Lo que hacen lo hacen sin el carácter de irrevocable, como hace sus travesuras el «hijo de familia». Toda esa prisa por adoptar
en todos los órdenes actitudes aparentemente trágicas, últimas, tajantes, es sólo apariencia. Juegan a la tragedia porque
creen que no es verosímil la tragedia efectiva en el mundo civilizado. Bueno fuera que estuviésemos forzados a aceptar como auténtico ser de una persona
lo que ella pretendía mostrarnos como tal. Si alguien se obstina en afirmar que cree dos más dos igual a cinco y no hay motives
para suponerlo demente, debemos asegurar que no lo cree, por mucho que grite y aunque se deje matar por sostenerlo. Un ventarrón de farsa general y omnímoda sopla sobre el terruño europeo. Casi
todas las posiciones que se toman y ostentan son internamente falsas. Los únicos esfuerzos que se hacen van dirigidos a huir
del propio destino, a cegarse ante su evidencia y su llamada profunda, a evitar cada cual el careo con ese que tiene que ser.
Se vive humorísticamente, y tanto más cuanto más tragicota sea la máscara adoptada. Hay humorismo dondequiera que se vive
de actitudes revocables en que la persona no se hinca entera y sin reservas. El hombre-masa no afirma el pie sobre la firmeza
inconmovible de su sino; antes bien, vegeta suspendido ficticiamente en el espacio. De aquí que nunca como ahora estas vidas
sin peso y sin raíz -déracinées de su destino- se dejen arrastrar por la más ligera corriente. Es la época de las «corrientes»

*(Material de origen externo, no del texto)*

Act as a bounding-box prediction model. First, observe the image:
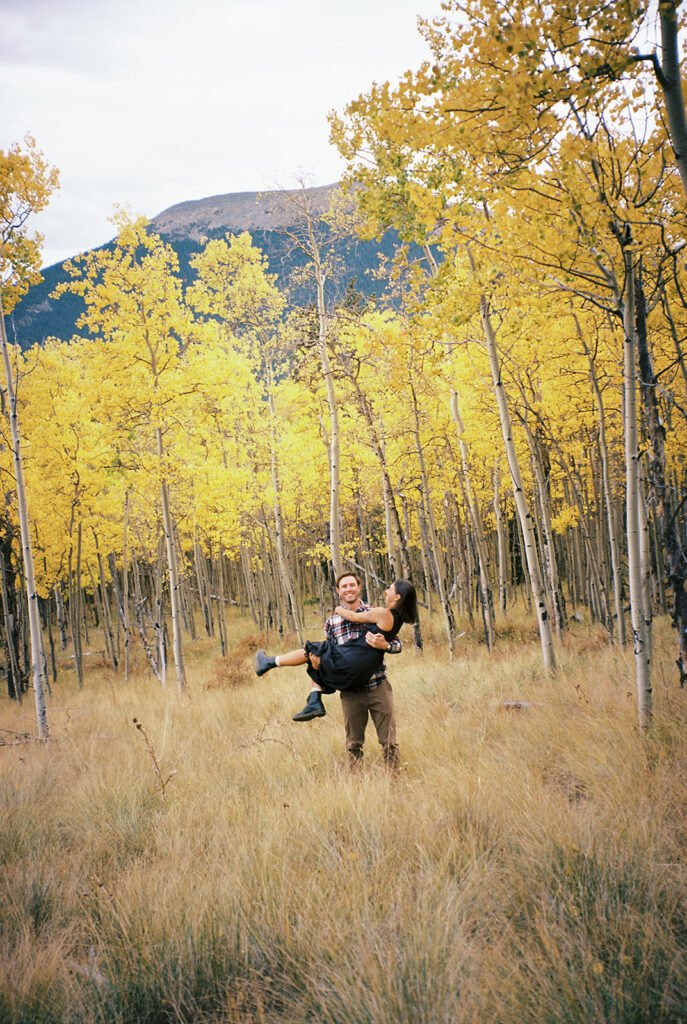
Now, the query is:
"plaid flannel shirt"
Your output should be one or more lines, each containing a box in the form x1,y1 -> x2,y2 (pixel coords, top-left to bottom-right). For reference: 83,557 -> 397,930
325,601 -> 403,690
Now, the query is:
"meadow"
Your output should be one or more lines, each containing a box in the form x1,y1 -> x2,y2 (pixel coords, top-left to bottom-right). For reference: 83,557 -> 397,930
0,611 -> 687,1024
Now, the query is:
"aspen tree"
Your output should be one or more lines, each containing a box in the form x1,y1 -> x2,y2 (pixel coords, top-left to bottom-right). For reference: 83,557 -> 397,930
57,213 -> 195,692
0,136 -> 58,740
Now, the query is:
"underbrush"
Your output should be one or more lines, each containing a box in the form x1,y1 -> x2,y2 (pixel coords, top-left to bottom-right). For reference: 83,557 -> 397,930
0,621 -> 687,1024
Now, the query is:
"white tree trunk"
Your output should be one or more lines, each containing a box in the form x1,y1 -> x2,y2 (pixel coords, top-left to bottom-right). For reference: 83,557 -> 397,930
622,254 -> 651,730
157,427 -> 186,693
0,299 -> 48,739
479,290 -> 556,673
493,459 -> 508,614
268,387 -> 303,644
450,391 -> 496,650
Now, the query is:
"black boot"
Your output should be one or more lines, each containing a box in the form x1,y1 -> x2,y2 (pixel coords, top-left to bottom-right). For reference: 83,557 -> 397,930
255,650 -> 276,676
382,743 -> 400,771
292,690 -> 327,722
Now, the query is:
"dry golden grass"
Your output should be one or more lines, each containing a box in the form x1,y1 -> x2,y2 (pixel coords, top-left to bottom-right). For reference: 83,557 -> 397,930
0,614 -> 687,1024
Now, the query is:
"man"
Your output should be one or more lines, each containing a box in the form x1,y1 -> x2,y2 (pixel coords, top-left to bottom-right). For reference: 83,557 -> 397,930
294,571 -> 402,769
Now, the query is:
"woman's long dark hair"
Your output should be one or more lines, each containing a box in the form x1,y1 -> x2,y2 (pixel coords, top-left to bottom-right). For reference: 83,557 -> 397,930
393,580 -> 418,623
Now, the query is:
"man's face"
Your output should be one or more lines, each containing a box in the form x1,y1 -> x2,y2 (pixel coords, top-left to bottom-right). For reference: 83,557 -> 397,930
337,577 -> 362,608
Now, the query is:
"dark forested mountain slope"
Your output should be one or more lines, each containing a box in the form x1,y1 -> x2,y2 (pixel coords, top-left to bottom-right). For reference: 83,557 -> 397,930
6,185 -> 413,348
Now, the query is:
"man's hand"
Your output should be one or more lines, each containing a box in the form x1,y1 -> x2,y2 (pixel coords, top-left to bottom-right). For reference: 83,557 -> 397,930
364,633 -> 389,650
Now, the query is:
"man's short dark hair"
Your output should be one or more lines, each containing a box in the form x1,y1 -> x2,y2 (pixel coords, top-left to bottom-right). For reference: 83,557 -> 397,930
337,569 -> 362,588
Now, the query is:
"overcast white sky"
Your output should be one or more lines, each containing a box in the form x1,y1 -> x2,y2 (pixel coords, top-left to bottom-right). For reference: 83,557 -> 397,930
0,0 -> 440,266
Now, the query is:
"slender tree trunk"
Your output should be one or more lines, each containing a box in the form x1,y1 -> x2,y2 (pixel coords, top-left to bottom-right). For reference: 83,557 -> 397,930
268,380 -> 303,644
0,298 -> 49,740
621,243 -> 651,730
450,391 -> 496,650
156,427 -> 187,693
636,274 -> 687,686
470,282 -> 556,673
493,459 -> 508,615
411,383 -> 456,657
577,324 -> 627,647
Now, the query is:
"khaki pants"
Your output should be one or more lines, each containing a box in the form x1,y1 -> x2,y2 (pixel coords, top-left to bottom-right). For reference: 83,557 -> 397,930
341,679 -> 396,759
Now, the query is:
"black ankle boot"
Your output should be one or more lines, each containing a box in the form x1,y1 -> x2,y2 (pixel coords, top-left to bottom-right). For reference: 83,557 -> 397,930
255,650 -> 276,676
292,690 -> 327,722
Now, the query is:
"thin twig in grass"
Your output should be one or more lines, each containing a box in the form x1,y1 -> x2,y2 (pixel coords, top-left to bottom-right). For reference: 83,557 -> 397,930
234,722 -> 298,759
0,729 -> 39,746
133,718 -> 176,805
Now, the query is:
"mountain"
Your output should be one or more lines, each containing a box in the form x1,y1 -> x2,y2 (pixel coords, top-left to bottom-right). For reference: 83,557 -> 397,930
6,184 -> 409,348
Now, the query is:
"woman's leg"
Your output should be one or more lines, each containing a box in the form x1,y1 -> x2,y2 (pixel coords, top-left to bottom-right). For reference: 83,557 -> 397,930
255,647 -> 308,676
274,647 -> 308,669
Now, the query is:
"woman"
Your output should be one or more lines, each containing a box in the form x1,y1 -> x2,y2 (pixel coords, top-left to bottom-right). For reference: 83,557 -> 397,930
255,580 -> 418,722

y del «dejarse arrastrar». Casi nadie presenta resistencia a los superficiales torbellinos que se forman en arte o en ideas,
o en política, o en los usos sociales. Por lo mismo, más que nunca, triunfa la retórica. El superrealista cree haber superado
toda la historia literaria cuando ha escrito (aquí una palabra que no es necesario escribir) donde otros escribieron «jazmines,
cisnes y faunesas». Pero claro es que con ello no ha hecho sino extraer otra retórica que hasta ahora yacía en las letrinas. Aclara la situación actual advertir, no obstante la singularidad de su fisonomía,
la porción que de común tiene con otras del pasado. Así acaece que apenas llega a su máxima altitud la civilización mediterránea
-hacia el siglo III antes de Cristo-, hace su aparición el cínico. Diógenes patea con sus sandalias hartas de barro las alfombras
de Aristipo. El cínico se hizo un personaje pululante, que se hallaba tras cada esquina y en todas las alturas. Ahora bien:
el cínico no hacía otra cosa que sabotear la civilización aquella. Era el nihilista del helenismo. Jamás creó ni hizo nada.
Su papel era deshacer; mejor dicho, intentar deshacer, porque tampoco consiguió su propósito. El cínico, parásito de la civilización,
vive de negarla, por lo mismo que está convencido de que no faltará. ¿Qué haría el cínico en un pueblo salvaje donde todos,
naturalmente y en serio, hacen lo que él, en farsa, considera como su papel personal? ¿Qué es un fascista si no habla mal
de la libertad, y un superrealista si no perjura del arte? No podía comportarse de otra manera este tipo de hombre nacido en un mundo
demasiado bien organizado, del cual sólo percibe las ventajas y no los peligros. El contorno lo mima, porque es «civilización»
-esto es, una casa-, y el «hijo de familia» no siente nada que le haga salir de su temple caprichoso, que incite a escuchar
instancias externas superiores a él, y mucho menos que le obligue a tomar contacto con el fondo inexorable de su propio destino.